Craig Buffkin, founder of Buffkin/Baker, said Grismer’s diverse background would help Starbucks reach a wider audience.

“As a public company, you need CFO with a depth and breadth of public experience, Grismer has that background given his time at Hyatt, YUM! Brands and Disney,” he said. “The more a CFO has seen and experienced in the global landscape, the better they’ll be able to advise the CEO and the board of directors. An added bonus for Grismer is that he has also extensive experience working with consumer facing brands and organizations, that experience will help him in the financial executive seat.”

The move continues a run of hotel executives heading up restaurant operations. Dine Brands, the parent of Applebee’s and IHOP, tapped Choice Hotels CEO Stephen Joyce to the same position last September. It then picked Thomas Song, SVP of corporate development and innovation at Choice Hotels, as CFO.

Inspire Brands, the Roark-backed umbrella company of Buffalo Wild Wings, Arby’s, Rusty Taco, and now Sonic Drive-In, is helmed by Paul Brown, who served as senior vice president of global brand services at InterContinental Hotels Group before Arby’s. Additionally, he worked as president of brands and commercial services and executive vice president at Hilton Worldwide Holdings Inc., as well as positions with Northwest Airlines, Expedia, and McKinsey & Co. Then, in September, Inspire tapped Seth Freeman as the next CMO of Buffalo Wild Wings. Like Brown, Freeman clocked time at InterContinental, where he worked across several brands, “leading high-profile guest experience and design initiatives, partnering with franchisees across over 2,000 locations to drive growth, and overseeing award-winning marketing campaigns for Holiday Inn Express,” the company said. Most recently, Freeman was head of global brand and commercial performance for Holiday Inn.
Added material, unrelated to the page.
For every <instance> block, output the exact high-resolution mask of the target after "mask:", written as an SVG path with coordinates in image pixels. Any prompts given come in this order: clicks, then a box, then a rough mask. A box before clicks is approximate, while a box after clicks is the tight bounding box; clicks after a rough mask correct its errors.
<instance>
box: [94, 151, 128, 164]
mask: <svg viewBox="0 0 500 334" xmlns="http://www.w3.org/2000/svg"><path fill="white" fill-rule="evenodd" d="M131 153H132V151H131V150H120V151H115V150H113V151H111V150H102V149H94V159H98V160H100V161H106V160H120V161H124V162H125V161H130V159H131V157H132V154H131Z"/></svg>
In September, Bloomberg reported that “significant changes” were coming to Starbucks’ corporate structure, including layoffs at top levels. The C-suite, and this move, were not included in that shakeup.

Johnson said in a memo to employees that Starbucks “must increase the velocity of innovation that is relevant to our customers, inspires our partners, and is meaningful to our business. To accomplish this, we are going to make some significant changes to how we work as leaders in all areas of the company.”

In July, Starbucks’ global same-store sales increased 1 percent. The results were Starbucks’ lowest comps since the company began sharing financials on its investor site in 2011.

Here’s a look at how Starbucks’ same-store sales have slowed in recent quarters:


  • Q3: 1 percent
  • Q2: 2 percent
  • Q1: 2 percent


  • Q4: 2 percent
  • Q3: 4 percent
  • Q2: 3 percent
  • Q1: 3 percent


  • Q4: 4 percent
  • Q3: 4 percent
  • Q2: 6 percent
  • Q1: 8 percent


  • Q4: 8 percent
  • Q3: 7 percent
  • Q2: 7 percent
  • Q1: 5 percent


  • Q4: 5 percent
  • Q3: 6 percent
  • Q2: 6 percent
  • Q1: 5 percent


  • Q4: 7 percent
  • Q3: 8 percent
  • Q2: 6 percent
  • Q1: 6 percent


  • Q4: 6 percent
  • Q3: 6 percent
  • Q2: 7 percent
  • Q1: 9 percent


  • Q4: 9 percent
  • Q3: 8 percent
  • Q2: 7 percent
  • Q1: 7 percent

Starbucks’ also said in June that it expects to close underperforming company-operated restaurants in its mostly densely penetrated markets to about 150 restaurants in 2019, up from a historical average of up to 50 annually.